Some questions you may want to ask are:
- What type of yoga do you teach at your studio?
- Are the classes suitable for beginners?
- How many people are in the classes? - The smaller the class the more one-on-one attention.
- Do they offer private lessons? – Private lessons allow you to get personal instruction tailored to your needs.
- What should you bring to class? -
Most places have yoga mats for you to rent but, it’s always better to bring your own. There are many different types of yoga mats also depending on your practice, starting out with a regular sticky mat, when your practice becomes regular you may want to invest in a better mat. As with most things, you get what you pay for! Also, bring a towel for sweat and water! Most studios will provide you with props such as blocks and straps to enhance your practice.
You should wear comfortable clothes that allow you to move in all directions. Clothes that are comfortable laying down and standing up! Clothes that stretch and won’t fall over your head in inversions! They don’t have to be the latest fashion, your old Ramones t-shirt and gym shorts will do just fine!
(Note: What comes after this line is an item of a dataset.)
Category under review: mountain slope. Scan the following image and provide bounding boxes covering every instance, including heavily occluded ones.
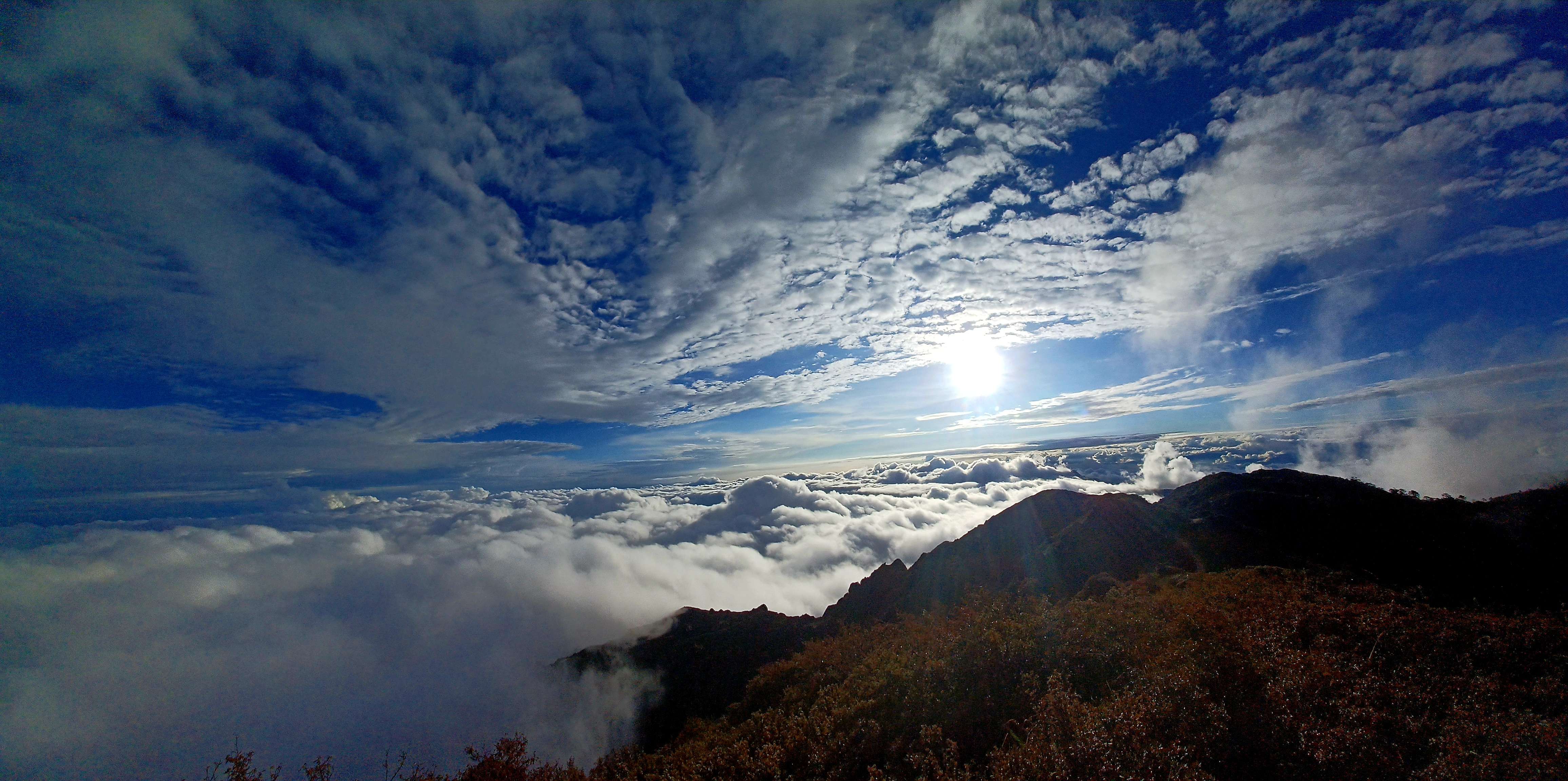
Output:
[563,469,1568,748]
The best way to reduce injury is to take things slowly. Injuries in yoga usually occur due to 2 or 3 main reasons, poor instruction by the teacher (alignment matters), the student moving too quickly trying to “force” a pose to happen, feeling pushed by the teacher or not warming up properly.
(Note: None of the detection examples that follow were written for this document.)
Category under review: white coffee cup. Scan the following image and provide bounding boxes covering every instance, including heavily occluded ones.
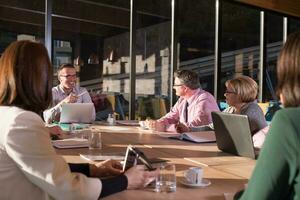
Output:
[183,167,203,184]
[139,121,147,129]
[88,131,102,149]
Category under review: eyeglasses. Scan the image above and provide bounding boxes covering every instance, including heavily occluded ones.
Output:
[225,90,236,94]
[60,74,76,79]
[173,84,184,87]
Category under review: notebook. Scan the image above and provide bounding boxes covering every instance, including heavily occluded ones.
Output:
[60,103,94,123]
[52,138,89,149]
[212,112,258,159]
[157,131,216,143]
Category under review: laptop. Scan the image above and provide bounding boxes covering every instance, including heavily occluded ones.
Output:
[60,103,94,123]
[212,112,258,159]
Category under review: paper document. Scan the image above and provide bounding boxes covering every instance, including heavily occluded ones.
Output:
[80,153,125,161]
[158,131,216,143]
[117,120,140,126]
[52,138,89,149]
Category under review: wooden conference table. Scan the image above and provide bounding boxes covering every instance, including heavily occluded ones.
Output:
[57,124,255,200]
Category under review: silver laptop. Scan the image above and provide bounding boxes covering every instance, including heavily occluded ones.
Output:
[60,103,94,123]
[212,112,258,159]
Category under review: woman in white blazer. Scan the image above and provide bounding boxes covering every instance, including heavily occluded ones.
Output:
[0,41,157,200]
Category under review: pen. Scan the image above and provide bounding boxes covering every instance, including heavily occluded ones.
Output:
[77,91,87,97]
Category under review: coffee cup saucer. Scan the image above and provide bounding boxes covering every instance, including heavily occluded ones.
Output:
[180,178,211,187]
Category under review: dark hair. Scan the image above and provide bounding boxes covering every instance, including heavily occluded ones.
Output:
[277,32,300,107]
[58,63,75,71]
[0,41,52,115]
[174,70,200,90]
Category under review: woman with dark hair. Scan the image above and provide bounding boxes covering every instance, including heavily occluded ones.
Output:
[235,32,300,200]
[177,76,267,136]
[0,41,157,200]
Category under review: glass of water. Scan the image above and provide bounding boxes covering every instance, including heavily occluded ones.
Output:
[155,163,176,192]
[88,129,102,149]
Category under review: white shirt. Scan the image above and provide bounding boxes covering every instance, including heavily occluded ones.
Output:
[0,106,102,200]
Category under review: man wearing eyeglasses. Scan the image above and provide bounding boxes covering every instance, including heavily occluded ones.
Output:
[146,70,219,131]
[44,64,95,123]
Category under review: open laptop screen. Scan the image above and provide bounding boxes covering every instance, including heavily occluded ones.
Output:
[212,112,256,159]
[60,103,94,123]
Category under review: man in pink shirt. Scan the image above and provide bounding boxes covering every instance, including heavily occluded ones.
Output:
[148,70,219,131]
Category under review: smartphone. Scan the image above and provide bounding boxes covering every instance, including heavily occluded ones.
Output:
[123,145,155,171]
[123,145,138,171]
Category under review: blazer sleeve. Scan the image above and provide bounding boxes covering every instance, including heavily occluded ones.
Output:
[5,111,102,200]
[81,88,96,120]
[239,112,299,200]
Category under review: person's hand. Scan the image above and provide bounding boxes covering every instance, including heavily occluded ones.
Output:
[47,126,63,139]
[62,93,78,103]
[175,122,191,133]
[90,159,123,177]
[125,165,159,190]
[145,120,166,132]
When you show up for class, show up early at least 15 min. early to your first class so you can talk to the instructor, tell them any issues you may be having, physical or emotional. You may say EMOTIONAL, What? Yes, tell them what you are hoping to get out of the class, are you stressed out, anxious, tired, have chronic pain etc…
Also, show up hydrated and on an empty stomach. In yoga, twisting postures and inversions (postures where your head is below your heart) will not be pleasant if you’ve just eaten. The best guideline is to eat about 2 hours before you practice, and always empty your bladder before class.
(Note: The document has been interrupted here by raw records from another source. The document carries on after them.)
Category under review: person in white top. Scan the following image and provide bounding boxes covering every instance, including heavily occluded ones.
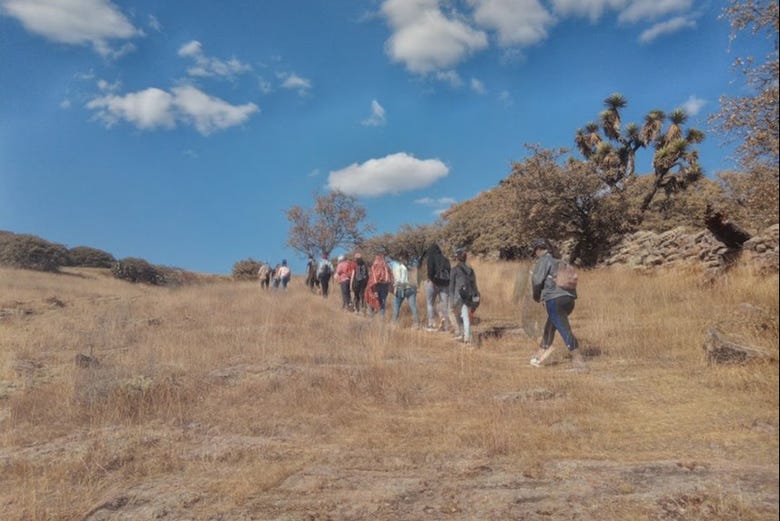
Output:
[390,260,420,328]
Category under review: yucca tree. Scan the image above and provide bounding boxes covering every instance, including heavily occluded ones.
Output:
[575,93,704,224]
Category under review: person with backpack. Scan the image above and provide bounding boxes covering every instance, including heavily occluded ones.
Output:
[450,248,480,344]
[306,255,320,293]
[277,259,292,289]
[366,254,393,317]
[257,262,271,289]
[317,253,333,298]
[390,260,420,329]
[531,239,585,369]
[425,243,452,331]
[336,255,355,310]
[350,253,368,314]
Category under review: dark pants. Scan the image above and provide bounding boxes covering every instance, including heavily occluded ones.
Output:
[352,279,368,311]
[320,275,330,297]
[541,297,578,351]
[339,280,352,309]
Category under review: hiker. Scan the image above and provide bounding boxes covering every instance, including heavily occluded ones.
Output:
[390,260,420,329]
[276,259,292,289]
[425,243,453,331]
[450,248,479,344]
[350,253,368,314]
[366,254,393,317]
[306,255,320,293]
[336,255,355,310]
[317,253,333,298]
[257,262,271,289]
[531,239,585,369]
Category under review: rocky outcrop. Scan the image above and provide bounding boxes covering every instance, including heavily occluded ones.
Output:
[604,224,780,271]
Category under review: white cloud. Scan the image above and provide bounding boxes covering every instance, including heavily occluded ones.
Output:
[381,0,488,74]
[434,71,463,88]
[682,95,707,116]
[469,0,556,47]
[328,152,449,197]
[360,100,387,127]
[414,197,457,206]
[86,86,259,135]
[279,73,311,96]
[87,87,176,130]
[173,86,259,136]
[0,0,143,57]
[639,16,696,43]
[178,40,252,79]
[618,0,693,23]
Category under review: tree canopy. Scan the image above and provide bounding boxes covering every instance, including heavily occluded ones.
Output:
[287,191,374,257]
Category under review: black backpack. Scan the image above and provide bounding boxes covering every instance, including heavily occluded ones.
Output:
[355,263,368,282]
[433,256,450,284]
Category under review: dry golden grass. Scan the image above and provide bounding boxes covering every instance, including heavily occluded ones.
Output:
[0,263,778,520]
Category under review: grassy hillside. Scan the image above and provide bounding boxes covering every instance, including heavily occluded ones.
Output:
[0,263,779,521]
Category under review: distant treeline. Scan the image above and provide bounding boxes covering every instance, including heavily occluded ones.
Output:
[0,230,202,286]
New students to yoga always ask; how many days a week should I do yoga? My yoga teacher use to say, “you only do yoga on the days you eat!” Meaning, every day!!! Keeping that in mind, starting out if you can only make it once a week that’s great; start there then shoot for 3 times a week. Any amount of yoga is great!
I like to tell my new students I have 3 rules:
1. Don’t do anything that hurts.
3. Have fun!
Yoga may not be your cup of tea and that’s okay but, don’t give up after the first try. Any time you start anything new it will feel awkward at first. Did you just take off the first time you got on a bike? Probably not! Also, if you didn’t like it, try a different teacher, style of yoga or studio before you rule it out totally!
Make sure you enjoy the atmosphere of the studio; some are young, hip and sound like a disco, others are soothing and calm. Check out if they offer what you are looking for, for example a Hot yoga studio (yoga done in a hot room) may have the perk of showers. Are you looking for a fast pace new yoga craze, or a calming incense burning, water fountain flowing environment. Some studios incorporate spiritual practices as well as chanting, make sure you know what you are getting into and it’s what you are looking for. Also, be open to new things, you may find that you LOVE chanting, I do!
Read the instructors biography to see their qualifications, a good yoga instructor makes all the difference. A yoga teacher should ask you questions about your past and current injuries and activity level.
They will also walk the room to make enhancements and adjustments to insure you are in proper alignment.
A good instructor will offer modifications to keep you safe and allow you to experience the pose as is best for your body.
They will encourage you to listen to your body and breath. Always remember that everyone is built differently and no ones postures look and feel the same. Be there on the mat for the benefit of yourself!
Yoga is not just about the physical postures; a good practice will include some breathing and relaxation technique as well as the physical movements. The more you get into the practice the more you will want to learn.
Workshops and special classes are fun to explore those things when you are ready.
There are so many benefits to a yoga practice but, we’ll go into that another day! Over all yoga will stretch and strengthen your body and mind. Boosting creativity and self esteem.
A good yoga session will leave you refreshed, relaxed and energized and creating an environment for your soul to grow and your beauty to flourish!